GENEVA - Global health officials stepped up efforts to prepare for quick vaccination against the H1N1 pandemic virus, saying on Friday it appeared now to be affecting older age groups spared earlier in the pandemic.
The World Health Organization and the U.S. Centers for Disease Control and Prevention both said they can only estimate how many people have been infected but the swine flu virus was still spreading quickly.
As the disease expands broadly into communities, the average age of the cases is appearing to increase slightly, the WHO said in a statement.
This may reflect the situation in many countries where the earliest cases often occurred as school outbreaks but later cases were occurring in the community.
The virus has been notable for affecting older children and young adults, groups normally not hard-hit by influenza.
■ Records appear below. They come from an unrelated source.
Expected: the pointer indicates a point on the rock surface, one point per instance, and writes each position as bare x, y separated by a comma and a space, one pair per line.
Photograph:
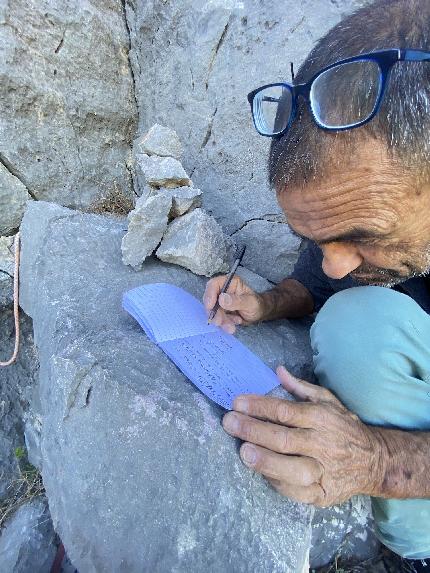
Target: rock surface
27, 540
146, 225
184, 199
67, 106
343, 530
7, 264
159, 140
16, 386
13, 197
196, 242
159, 171
271, 249
138, 471
208, 56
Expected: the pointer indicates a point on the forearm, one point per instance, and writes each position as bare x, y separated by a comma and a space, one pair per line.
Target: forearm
402, 465
289, 299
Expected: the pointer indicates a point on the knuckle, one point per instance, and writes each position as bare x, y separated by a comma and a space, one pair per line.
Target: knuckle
285, 442
282, 412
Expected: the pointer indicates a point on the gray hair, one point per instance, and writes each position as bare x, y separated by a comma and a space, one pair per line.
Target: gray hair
403, 122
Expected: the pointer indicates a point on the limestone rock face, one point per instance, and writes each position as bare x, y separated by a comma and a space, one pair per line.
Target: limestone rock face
17, 383
67, 107
208, 56
139, 474
7, 263
184, 199
196, 242
27, 540
160, 171
146, 225
159, 140
271, 249
13, 197
345, 531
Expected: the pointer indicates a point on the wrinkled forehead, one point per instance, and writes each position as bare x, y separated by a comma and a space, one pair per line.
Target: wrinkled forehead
368, 197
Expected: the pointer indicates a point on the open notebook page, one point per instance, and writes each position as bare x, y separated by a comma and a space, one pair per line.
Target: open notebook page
167, 312
216, 362
220, 366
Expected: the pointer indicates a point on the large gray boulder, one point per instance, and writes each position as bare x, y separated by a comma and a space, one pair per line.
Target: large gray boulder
67, 106
27, 542
194, 63
139, 474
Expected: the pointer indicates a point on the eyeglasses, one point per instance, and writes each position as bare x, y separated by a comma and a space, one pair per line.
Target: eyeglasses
341, 96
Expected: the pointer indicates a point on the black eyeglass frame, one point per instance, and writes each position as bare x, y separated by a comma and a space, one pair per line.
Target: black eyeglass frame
385, 59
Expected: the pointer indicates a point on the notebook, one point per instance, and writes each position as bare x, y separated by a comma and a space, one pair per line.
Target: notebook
215, 361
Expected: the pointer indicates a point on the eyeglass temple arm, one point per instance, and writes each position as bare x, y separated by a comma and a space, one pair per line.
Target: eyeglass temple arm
416, 56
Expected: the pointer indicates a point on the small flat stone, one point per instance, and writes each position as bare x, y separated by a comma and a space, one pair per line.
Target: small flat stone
161, 141
184, 199
196, 241
160, 171
146, 226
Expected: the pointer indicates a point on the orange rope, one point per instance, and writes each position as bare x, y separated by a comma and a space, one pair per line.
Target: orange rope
15, 304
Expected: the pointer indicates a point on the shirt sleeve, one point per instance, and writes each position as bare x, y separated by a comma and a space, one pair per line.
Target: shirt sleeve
308, 271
The CDC said summer camps and military facilities were affected, but both agencies said there was no evidence the virus was mutating into drug-resistant or more virulent forms.
The CDC broadened its recommendations for seasonal flu vaccine -- saying all children over the age of 6 months should get one, in part to lower the overall burden of respiratory disease when autumn and winter come.
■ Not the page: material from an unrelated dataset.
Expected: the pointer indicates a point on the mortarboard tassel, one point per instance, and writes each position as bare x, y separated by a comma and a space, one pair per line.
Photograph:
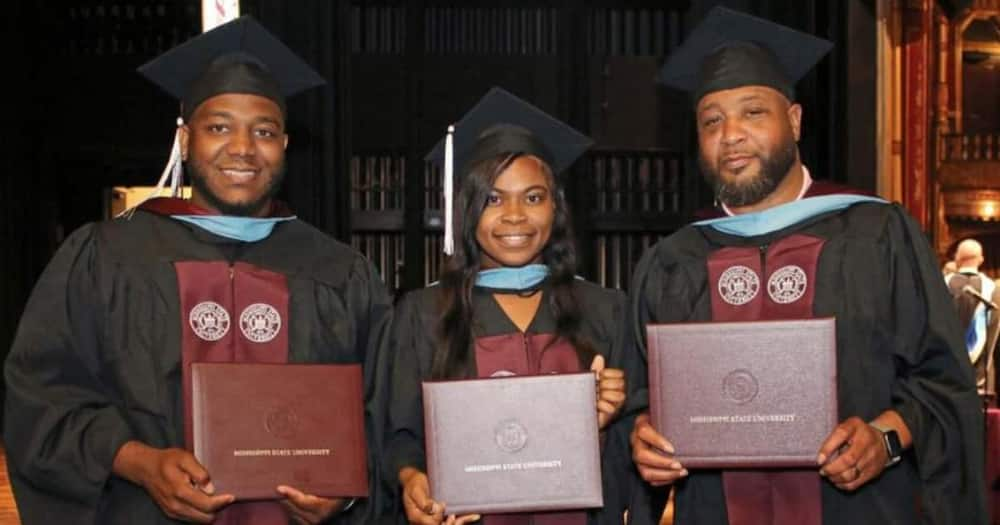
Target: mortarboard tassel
449, 191
173, 170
WHO said vaccination against H1N1 might start in weeks, even though clinical trials to test the safety, efficacy and needed dosage of H1N1 vaccines have barely started.
Manufacturers are expected to have vaccines for use around September. A number of companies are working on the pandemic vaccine production and have different timelines, WHO said.
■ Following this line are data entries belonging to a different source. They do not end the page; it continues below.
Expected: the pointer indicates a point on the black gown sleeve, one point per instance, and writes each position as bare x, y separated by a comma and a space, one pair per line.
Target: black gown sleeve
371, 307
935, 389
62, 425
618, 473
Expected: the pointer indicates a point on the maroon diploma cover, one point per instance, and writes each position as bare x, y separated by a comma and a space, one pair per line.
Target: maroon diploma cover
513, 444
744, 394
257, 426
At least 50 governments have placed orders or are currently negotiating with pharmaceutical companies to secure supplies of H1N1 vaccines, which are still being developed.
WHO is trying to ensure that health workers in poor countries can be vaccinated so hospitals can stay open if the flu becomes more debilitating as it spreads. Sanofi-Aventis and GlaxoSmithKline have promised to donate 150 million doses to this aim to date.
Other leading flu vaccine makers include Novartis, Baxter, AstraZeneca's MedImmune arm and Solvay.
We are continuing to see transmission here in the United States in places like summer camps, some military academies and similar settings where people from different parts of the country come together, the CDC's Dr. Anne Schuchat told reporters in a telephone briefing.
This is very unusual to have this much transmission of influenza during the (summer) and I think it's a testament to how susceptible people are to this virus.
The pandemic spread globally in less than two months and has infected people in 160 countries.
WHO has said the pandemic is unstoppable but some countries are still trying to limit its spread, in part by detaining travelers. Britain's Foreign Office said at least 160 Britons are being held in quarantine in China, Singapore, India and Egypt.
Schuchat said there is no indication the virus is any worse in one country than another.
There are differences in reporting. In some places, we're hearing about only the severe cases. In other places, we're hearing about illness that's in the community, she said.
She declined to call the pandemic mild and noted that people had died and many others had spent weeks in hospitals, sometimes on ventilators.
She said the CDC was also watching for more cases of seizures. The agency reported on Thursday on four children who suffered seizures from H1N1 infection but recovered.
Schuchat advised against summer camps offering the antiviral drug oseltamivir -- Roche AG and Gilead Sciences Inc's Tamiflu -- to prevent infection among children.
The drugs should be reserved for people at high risk of complications who have been in close contact with a known case, she said.